First I need to talk about parameterized classes in SystemVerilog and how they interact with static members of those kinds of classes.
When you declare a parameterized class, it is more like a template, or generic class than a real class type. Only specializations of parameterized classes are real types. Suppose I have the two class definitions in the table below:
| Un-parameterized |
Parameterized |
class A;
static string name = “packet”;
endclass |
class B #(int w=1);
static string name = “packet”;
endclass |
The class A definition by itself creates the static variable A::name initialized with the string “packet” without any other reference to class A. As soon as you add parameters to a class definition, like the parameter w in class B, the class becomes a generic class and the static variable name does not get created. As soon as there are specializations of the class B, each unique specialization causes the static variables inside the class to be instantiated. The following statements create two specializations of class B and two instances of the static variable. B#(2)::name and B#(3)::name are both set to “packet”.
typedef B#(2) B2;
B#(3) B3_1h;
B#(3) B3_2h; |
The two class variable declarations (B3_1h and B3_2h) represent only one unique specialization of B because its parameters have the same value in both declarations. The variable B#(1)::name does not exist unless there is some other reference to B or B#(1) somewhere else.

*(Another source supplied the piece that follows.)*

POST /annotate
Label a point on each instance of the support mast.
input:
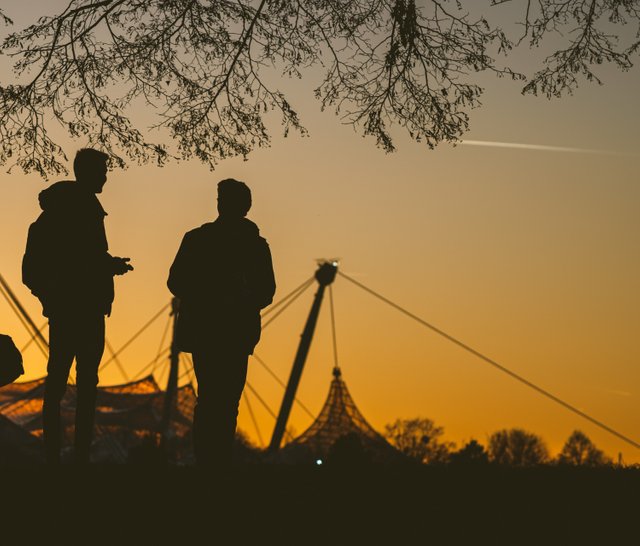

What if you wanted the static string variable name to have a different value for each unique specialization of B? You could write something like
class B #(int w=1);
static string name = $psprintf(“packet%0d”,w);
endclass |
Now assuming the previous typedef and variable declarations above, B#(2)::name would have the value “packet2” and B#(3)::name would have the value “packet3”. There would be no instance B#(1)::name and the string “packet1” would never have been generated.
Now let us go back to the `ovm_object_utils macro. Suppose we have the following class definition
`include “ovm_macros.svh”
import ovm_pkg::*;
class packetA extends ovm_object;
`ovm_object_utils(packetA)
…
endclass |
Looking at just the factory registration statement this macro inserts for us (this little one line macro expands to over 100 lines of code just to support the field automation macros), we see a typedef for a specialization of the parameterized class ovm_object_registry called type_id.
import ovm_pkg::*;
class packetA extends ovm_object;
typedef ovm_object_registry#(packetA,”packetA”) type_id;
static function type_id get_type();
return type_id::get();
endfunction
…
endclass |
The specialized class type_id gives us access to all the static declarations inside ovm_object_registry. The code inside that class does something similar to what class A did above, except that it builds a global list of all string names and their associated types that can be used by the factory. The OVM gives you the choice of using the string name “packet” or the static function packetA::get_type() to set overrides, depending on which factory methods you use. The problem using the string names is that there is no type checking until run-time when the override statements are executed. We prefer you use type references to perform overrides
packetA::type_id::set_inst_override(extended_packetA::get_type(),”env.my_agent.*”);
Finally, let us take a look at a parameterized class, but assume we used the same `ovm_object_utils macro.
import ovm_pkg::*;
class packetB #(int w=1) extends ovm_object;
typedef ovm_object_registry#(packetB#(w),”packetB#(w)”) type_id;
static function type_id get_type();
return type_id::get();
endfunction
…
endclass |
There are two problems here. The first is that this is now a generic class. The string “packetB#(w)” will not put on the factory registration list unless there is a specialization of the class packetB somewhere. The second is that if there are more than one specializations of packetB, they all will be registered with the same string name, producing an error at run time.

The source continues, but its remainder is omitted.